If the CO level is reduced to an acceptable level during the predetermined time period, then the CO detector 12 can terminate the alarm 14, indicated at step S7, and continue to monitor the air in the surrounding space, indicated at step S5. If the CO level is not reduced during the predetermined time period, the CO detector 12 can determine whether generator 10 is “ON”, indicated by step S8. If the generator 10 is on, it can be powered “OFF” by the CO detector 12, as indicated by step S9.

As previously noted, the CO detector 12 can automatically turn the generator 10 off if the predetermined CO level is reached. This can be achieved by the CO detector 12 connecting to a circuit 16, shown in FIG. 1A, on the generator 10 that shuts the generator 10 off at step S9. A dedicated circuit can be included for generator 10 shutdown, or logic control may be employed. The generator 10 may be shut down by a relay contact in the CO detector 12. Alternatively, the generator 10 may be turned off by a remote RF signal switching signal to a receiver in the generator 10. This feature can allow the generator 10 to be shut down without the need for the CO detector 12 to be directly coupled to the generator 10.

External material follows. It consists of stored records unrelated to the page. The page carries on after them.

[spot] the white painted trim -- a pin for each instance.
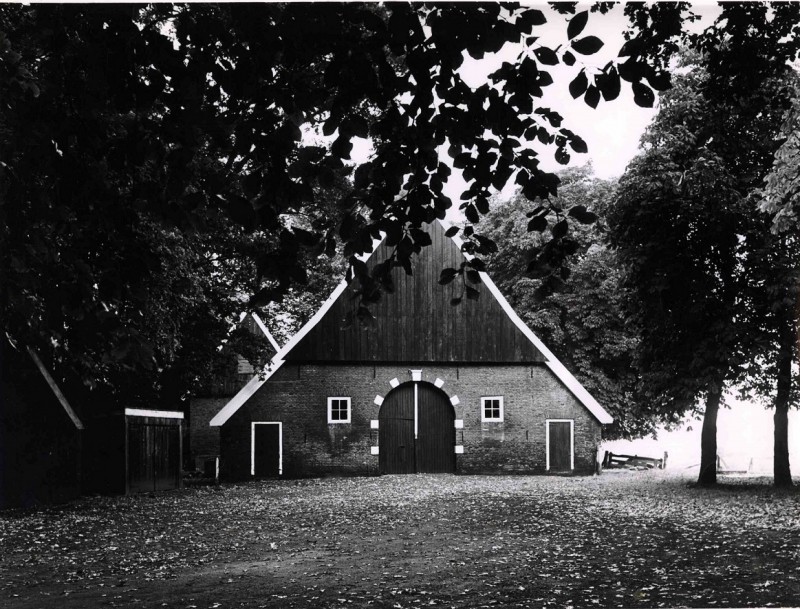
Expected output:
(253, 445)
(56, 390)
(552, 362)
(245, 393)
(161, 414)
(571, 441)
(266, 332)
(501, 418)
(416, 411)
(349, 409)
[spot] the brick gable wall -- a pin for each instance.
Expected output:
(297, 396)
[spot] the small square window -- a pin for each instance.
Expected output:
(338, 410)
(492, 408)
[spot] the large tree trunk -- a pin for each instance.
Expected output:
(781, 470)
(708, 441)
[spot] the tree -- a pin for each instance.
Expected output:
(781, 195)
(581, 317)
(695, 245)
(124, 124)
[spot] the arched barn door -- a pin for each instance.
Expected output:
(417, 431)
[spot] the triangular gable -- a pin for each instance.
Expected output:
(322, 338)
(417, 323)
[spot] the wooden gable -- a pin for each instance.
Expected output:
(417, 323)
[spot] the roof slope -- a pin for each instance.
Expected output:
(317, 339)
(417, 323)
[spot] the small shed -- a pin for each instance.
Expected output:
(134, 451)
(215, 393)
(40, 433)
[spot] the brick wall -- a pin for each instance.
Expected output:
(203, 440)
(297, 397)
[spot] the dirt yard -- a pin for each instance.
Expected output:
(622, 539)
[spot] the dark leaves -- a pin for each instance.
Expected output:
(578, 85)
(576, 24)
(582, 215)
(546, 56)
(588, 45)
(643, 95)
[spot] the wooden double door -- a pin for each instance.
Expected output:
(416, 431)
(154, 456)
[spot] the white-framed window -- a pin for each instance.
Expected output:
(338, 410)
(492, 408)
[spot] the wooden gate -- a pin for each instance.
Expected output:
(559, 446)
(154, 454)
(416, 431)
(267, 450)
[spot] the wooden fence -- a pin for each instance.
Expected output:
(612, 461)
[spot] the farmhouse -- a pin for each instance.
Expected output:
(427, 387)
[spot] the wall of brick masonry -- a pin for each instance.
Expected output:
(296, 395)
(204, 440)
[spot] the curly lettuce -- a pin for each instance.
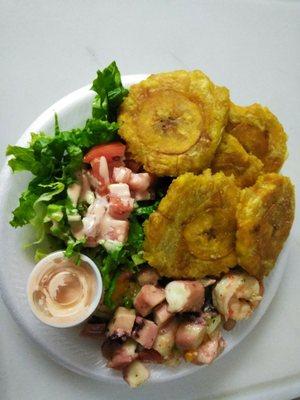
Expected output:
(54, 161)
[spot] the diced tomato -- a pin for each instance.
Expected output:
(112, 151)
(113, 164)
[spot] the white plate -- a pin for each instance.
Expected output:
(65, 345)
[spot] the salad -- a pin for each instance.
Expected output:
(174, 192)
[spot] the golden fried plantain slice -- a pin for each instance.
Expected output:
(232, 159)
(172, 122)
(264, 216)
(192, 233)
(260, 133)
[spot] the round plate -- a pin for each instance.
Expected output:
(65, 346)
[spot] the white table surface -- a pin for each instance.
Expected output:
(49, 48)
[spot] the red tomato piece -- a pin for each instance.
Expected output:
(111, 151)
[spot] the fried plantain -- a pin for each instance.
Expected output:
(264, 216)
(232, 159)
(173, 122)
(260, 133)
(192, 233)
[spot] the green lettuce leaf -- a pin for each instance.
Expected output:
(110, 93)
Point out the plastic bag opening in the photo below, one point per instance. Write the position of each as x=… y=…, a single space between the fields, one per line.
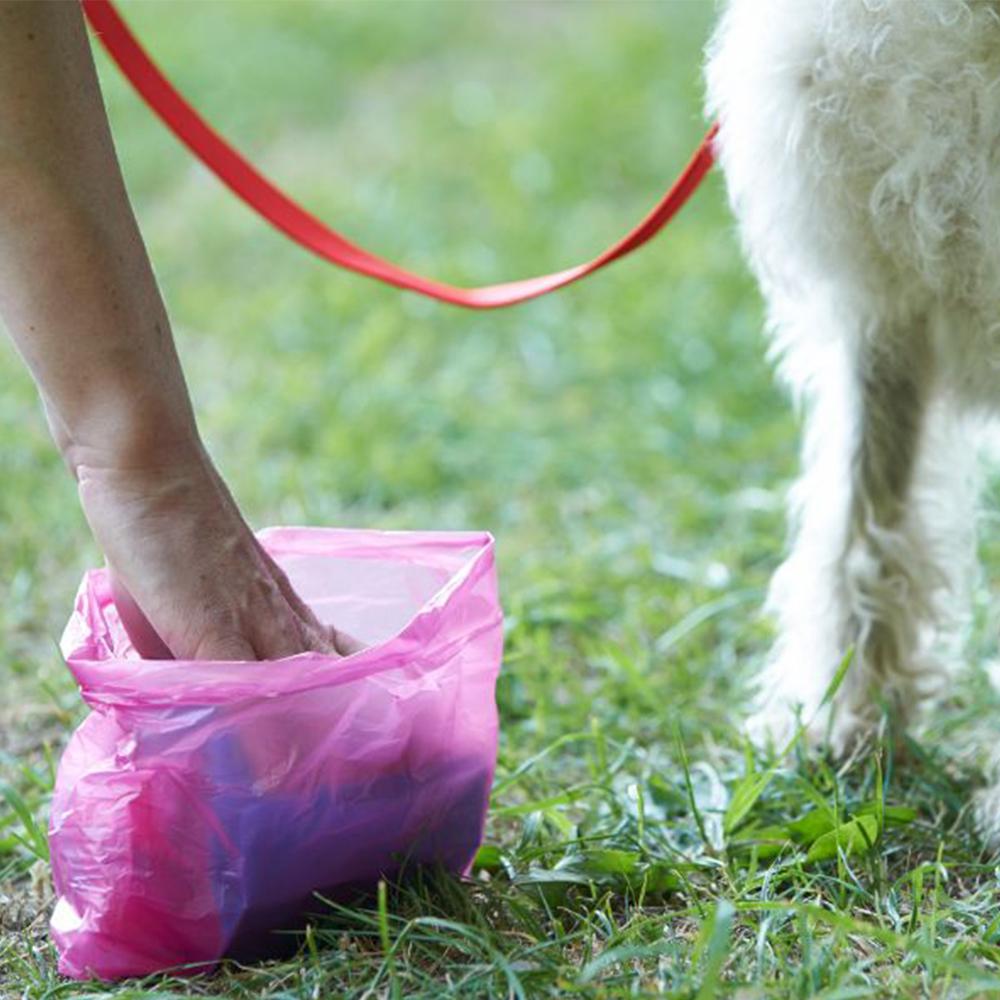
x=201 y=805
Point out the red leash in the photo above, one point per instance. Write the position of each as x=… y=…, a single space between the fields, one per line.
x=281 y=211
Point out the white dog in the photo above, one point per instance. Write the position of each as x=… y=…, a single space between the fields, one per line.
x=860 y=142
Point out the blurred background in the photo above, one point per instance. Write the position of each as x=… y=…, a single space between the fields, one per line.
x=621 y=438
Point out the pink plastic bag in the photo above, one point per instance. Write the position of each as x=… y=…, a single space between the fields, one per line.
x=200 y=805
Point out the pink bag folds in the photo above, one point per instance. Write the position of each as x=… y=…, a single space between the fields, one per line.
x=201 y=805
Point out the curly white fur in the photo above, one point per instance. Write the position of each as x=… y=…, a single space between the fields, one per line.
x=860 y=142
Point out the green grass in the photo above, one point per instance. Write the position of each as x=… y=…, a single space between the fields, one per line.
x=624 y=442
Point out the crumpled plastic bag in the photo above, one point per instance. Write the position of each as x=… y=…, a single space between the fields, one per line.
x=201 y=805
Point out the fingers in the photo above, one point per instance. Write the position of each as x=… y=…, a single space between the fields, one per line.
x=220 y=646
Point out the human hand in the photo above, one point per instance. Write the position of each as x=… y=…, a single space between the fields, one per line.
x=176 y=542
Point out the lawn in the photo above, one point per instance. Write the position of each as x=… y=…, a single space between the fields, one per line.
x=624 y=442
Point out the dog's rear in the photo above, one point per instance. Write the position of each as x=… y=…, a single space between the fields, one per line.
x=861 y=147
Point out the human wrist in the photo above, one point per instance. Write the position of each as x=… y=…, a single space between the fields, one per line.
x=129 y=436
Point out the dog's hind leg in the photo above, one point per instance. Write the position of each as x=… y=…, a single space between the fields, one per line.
x=868 y=569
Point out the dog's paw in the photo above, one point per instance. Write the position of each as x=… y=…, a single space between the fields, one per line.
x=782 y=716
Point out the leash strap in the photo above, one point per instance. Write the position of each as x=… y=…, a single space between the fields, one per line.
x=266 y=198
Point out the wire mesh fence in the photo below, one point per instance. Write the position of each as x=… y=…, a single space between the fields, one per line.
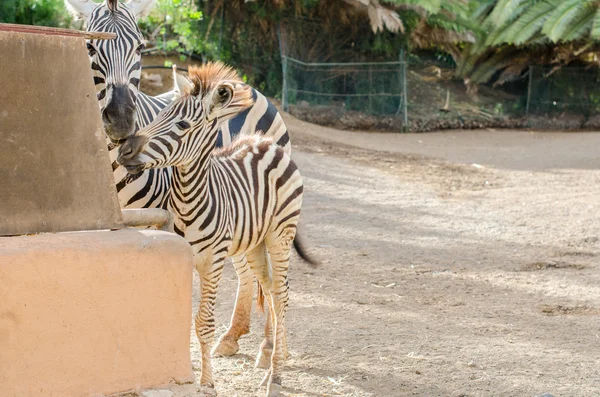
x=563 y=91
x=371 y=87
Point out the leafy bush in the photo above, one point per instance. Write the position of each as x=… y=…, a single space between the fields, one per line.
x=35 y=12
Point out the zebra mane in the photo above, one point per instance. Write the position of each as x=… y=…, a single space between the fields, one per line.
x=208 y=76
x=112 y=5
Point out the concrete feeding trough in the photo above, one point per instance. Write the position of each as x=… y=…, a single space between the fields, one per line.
x=88 y=307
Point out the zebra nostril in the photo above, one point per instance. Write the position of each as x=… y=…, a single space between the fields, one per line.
x=126 y=151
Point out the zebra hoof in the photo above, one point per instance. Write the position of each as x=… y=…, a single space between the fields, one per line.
x=226 y=346
x=263 y=359
x=265 y=380
x=206 y=391
x=273 y=390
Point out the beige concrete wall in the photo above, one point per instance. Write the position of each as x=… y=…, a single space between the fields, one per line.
x=55 y=171
x=93 y=313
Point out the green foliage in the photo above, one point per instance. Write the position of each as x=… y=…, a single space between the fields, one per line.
x=35 y=12
x=177 y=25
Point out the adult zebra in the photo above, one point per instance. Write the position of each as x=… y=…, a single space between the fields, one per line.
x=116 y=65
x=244 y=199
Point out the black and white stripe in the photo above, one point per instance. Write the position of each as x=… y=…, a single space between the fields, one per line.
x=117 y=63
x=241 y=200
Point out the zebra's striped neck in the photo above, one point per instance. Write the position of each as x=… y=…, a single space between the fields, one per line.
x=147 y=109
x=190 y=193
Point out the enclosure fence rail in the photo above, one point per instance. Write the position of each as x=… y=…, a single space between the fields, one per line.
x=374 y=88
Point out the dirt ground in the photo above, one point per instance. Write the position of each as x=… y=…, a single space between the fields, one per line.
x=463 y=263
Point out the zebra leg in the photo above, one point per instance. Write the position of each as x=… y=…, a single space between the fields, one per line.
x=263 y=358
x=240 y=320
x=279 y=251
x=210 y=270
x=259 y=263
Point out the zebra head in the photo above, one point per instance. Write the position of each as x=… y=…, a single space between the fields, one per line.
x=116 y=64
x=185 y=132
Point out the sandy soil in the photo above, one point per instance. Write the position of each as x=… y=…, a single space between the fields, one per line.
x=455 y=264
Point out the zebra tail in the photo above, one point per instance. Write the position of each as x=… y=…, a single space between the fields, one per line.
x=260 y=298
x=302 y=252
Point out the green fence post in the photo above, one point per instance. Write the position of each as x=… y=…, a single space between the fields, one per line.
x=528 y=91
x=404 y=92
x=284 y=103
x=370 y=89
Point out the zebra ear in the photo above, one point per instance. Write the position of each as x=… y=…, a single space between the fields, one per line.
x=219 y=99
x=80 y=9
x=140 y=8
x=181 y=83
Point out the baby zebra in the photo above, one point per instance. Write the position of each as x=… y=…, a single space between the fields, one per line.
x=242 y=199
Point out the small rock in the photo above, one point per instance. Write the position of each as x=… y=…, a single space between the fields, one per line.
x=157 y=393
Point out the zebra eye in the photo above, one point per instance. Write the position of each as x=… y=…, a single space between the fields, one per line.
x=91 y=49
x=183 y=125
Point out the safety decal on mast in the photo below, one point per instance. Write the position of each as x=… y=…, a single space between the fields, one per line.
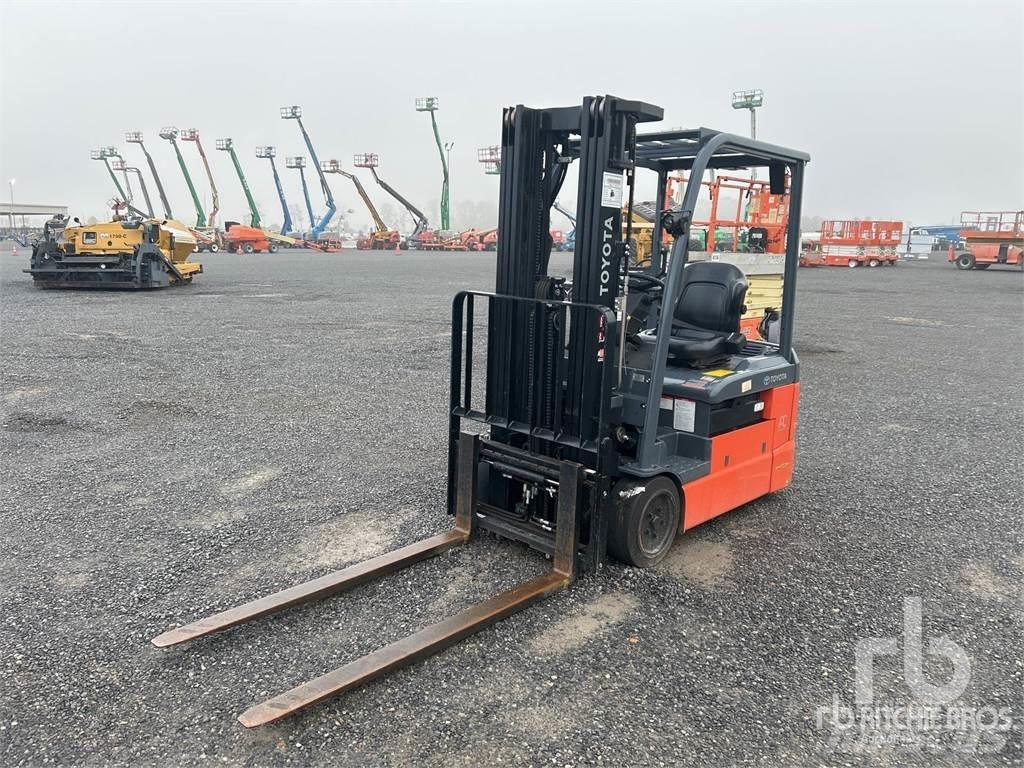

If the generator 10 is turned off, the CO detector 12 can still be operated if powered by an alternate power source, such as battery power. This way, the alarm 14 can still be active even after the generator has been shut down. This would allow the CO detector 12 to provide notifications as previously noted and/or to continue the alarm 14 mechanism in the vicinity of the generator 10 until an acceptable level of CO is reached. The CO detector 12 can also prevent the restarting of the generator 10 until an acceptable CO level is reached.

The CO detector 12 can then provide some form of remote notification, as indicated by step S10. This can be achieved through the CO detector 12 calling a predetermined phone number (land line or cell phone). The remote notification can also be achieved through a wireless infrared or RF device, contacting users or some other media (such as a computer) at the remote location. This can allow automatic contact with police departments, fire departments, home security companies, or any other contact. In one exemplary implementation, the CO detector 12 may provide multiple remote notifications. The multiple remote notifications may be performed according to a priority notification sequence.

While discussed above in relation to a generator 10, it should be appreciated that the present disclosure may be incorporated into any of a number of different devices. These devices can include any other gasoline-powered products such as compressors, pressure washers, pumps, saws, heaters and welders. This provides an alert to a user of dangerous levels of CO. The user is then able to make changes to the placement of the device and/or leave the work area to ensure safety. It should also be noted that the steps can be rearranged and some may even be eliminated and still be within the scope of the disclosure.

The description of the disclosure is merely exemplary in nature and, thus, variations that do not depart from the gist of the disclosure are intended to be within the scope of the disclosure. Such variations are not to be regarded as a departure from the spirit and scope of the disclosure.